L’angoisse du trou numéro 1, surtout en compétition, vous connaissez ?

Ce trou numéro 1 la plupart du temps est un par 4 ou un par 5 et malgré l’inévitable pression qui nous envahit au moment d’exécuter cette première mise en jeu, il va falloir qu’on sorte du sac le Driver.

On sait bien que cette pression est inutile mais comment ne pas la subir ? On a tellement envie de réussir ce début de compétition.

Alors que pour beaucoup de joueurs, le driver n’est pas le club le plus fiable du sac. On se sait capable de réaliser un très beau drive tout droit, on en « sort » souvent au practice, mais aussi sur le parcours.

Seulement là c’est le trou numéro 1, cette fichue pression et pourtant il va falloir le claquer ce drive quasi parfait.

Avez-vous bien lu ce que j’ai écrit ?

Il bien falloir sortir le driver

Mais pourquoi ?

Peut-on le laisser dans le sac pour ce trou de l’angoisse ?

Prenons l’exemple de ma compétition d’aujourd’hui.

Je suis ce qu’on appelle un bogey player. Je suis censé jouer le bogey sur tous les trous en moyenne.

Et je suis au départ du trou numéro 1 du Royal Golf de Hua Hin, un par 5 qui propose 545 mètres des départs jaunes (qui ici sont blancs).

Et si on considérait ce trou à rebours ?

Bogey player, je peux compter sur mon bon putting du moment pour ne jouer que 2 putts une fois sur le green.

Pour mon objectif de bogey je dois donc atteindre ce green en 4 coups.

Mon club de prédilection pour poser la balle sur le Green est le pitching wedge que je peux jouer avec un bon relâchement entre 100 et 110 mètres.

Je dois donc jouer mon 4eme coup à 105 mètres du green environ

Je rappelle : Par 5 de 545 mètres

Coup 4 : 440 mètres + 105 mètres = 545 mètres

Donc avant ce dernier coup j’ai parcouru 440 mètres en 3 coups. Mon troisième coup a pu être un fer 7 ou fer 6 joué tranquille avec lequel je parcours environ 140 mètres sans forcer.

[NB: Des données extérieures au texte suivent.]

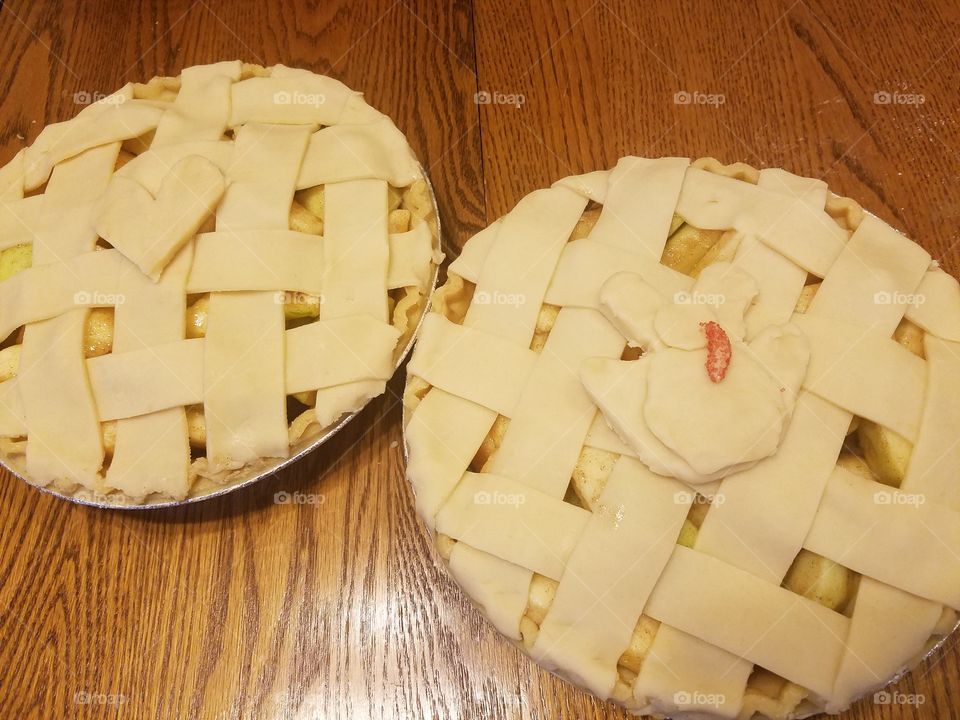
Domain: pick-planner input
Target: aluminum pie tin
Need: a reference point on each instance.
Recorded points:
(298, 450)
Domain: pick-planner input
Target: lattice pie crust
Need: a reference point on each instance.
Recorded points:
(199, 274)
(791, 570)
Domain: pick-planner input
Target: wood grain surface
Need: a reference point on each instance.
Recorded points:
(332, 605)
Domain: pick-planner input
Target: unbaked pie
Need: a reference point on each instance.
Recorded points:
(687, 433)
(199, 274)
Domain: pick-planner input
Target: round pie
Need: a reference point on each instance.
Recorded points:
(199, 276)
(687, 433)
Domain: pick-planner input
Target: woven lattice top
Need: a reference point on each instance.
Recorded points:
(199, 273)
(688, 433)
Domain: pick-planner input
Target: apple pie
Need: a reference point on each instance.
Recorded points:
(199, 275)
(686, 433)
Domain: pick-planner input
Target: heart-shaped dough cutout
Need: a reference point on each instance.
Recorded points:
(150, 231)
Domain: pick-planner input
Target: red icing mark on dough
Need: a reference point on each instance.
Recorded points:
(719, 350)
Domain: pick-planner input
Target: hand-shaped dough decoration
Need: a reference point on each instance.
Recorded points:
(700, 403)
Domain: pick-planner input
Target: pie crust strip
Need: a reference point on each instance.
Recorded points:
(472, 364)
(873, 279)
(554, 405)
(587, 264)
(270, 260)
(152, 452)
(358, 152)
(807, 236)
(888, 624)
(99, 125)
(891, 381)
(19, 219)
(513, 522)
(201, 110)
(598, 601)
(871, 528)
(936, 306)
(52, 376)
(638, 206)
(244, 363)
(153, 378)
(786, 633)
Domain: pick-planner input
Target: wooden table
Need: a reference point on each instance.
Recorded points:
(244, 608)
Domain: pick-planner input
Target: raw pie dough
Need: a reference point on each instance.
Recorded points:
(198, 275)
(775, 543)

Coup 3 : 300 mètres + 140 mètres = 440 mètres

J’ai donc joué ce 3ème coup alors que j’avais déjà parcouru environ 300 mètres sur ce fairway.

Pour arriver à ces 300 mètres j’ai peut-être joué précédemment un autre coup de fer 7 ou 6 d’environ 140 mètres. C’était mon deuxième coup que j’ai donc joué alors que j’avais déjà parcouru avec mon premier coup environ 160 mètres.

Coup 2 : 160 mètres + 140 mètres = 300 mètres

Mais pour réaliser 160 mètres depuis le départ je n’ai pas choisi mon driver. Lorsque je réalise un bon drive je parcours environ 190 à 200 mètres mais comme je l’ai dit au début le driver n’est pas mon club le plus fiable.

Et ici pour atteindre mon objectif de 160 mètres, il me suffit de jouer un fer 3 très tranquille, voire un fer 5 bien rythmé (je n’ai pas de fer 4).

Je pourrai aussi opter pour un bois 5, moins susceptible de gros incident que mon driver. Et voilà je l’ai mon coup de départ et sans pression

Coup 1 : 160 mètres

Aujourd’hui c’est comme cela que j’ai joué ce trou numéro 1. Les 2 putts étaient au rendez-vous avec une approche à environ 10 mètres du drapeau et un deuxième putt donné à 50 cms.

Je jouais avec 3 copains qui avaient choisi le driver. L’un a réalisé un drive magnifique et a finalement joué bogey.

Les 2 autres se sont égarés dans les arbres et ont fini en 7.

C’est pas si compliqué le trou numéro 1 lorsqu’on en élimine la pression.

Au trou numéro 2, j’ai sorti du sac le driver pour un bon drive sans angoisse.

La carte à la fin du parcours n’était pas très bonne mais là c’est une autre histoire.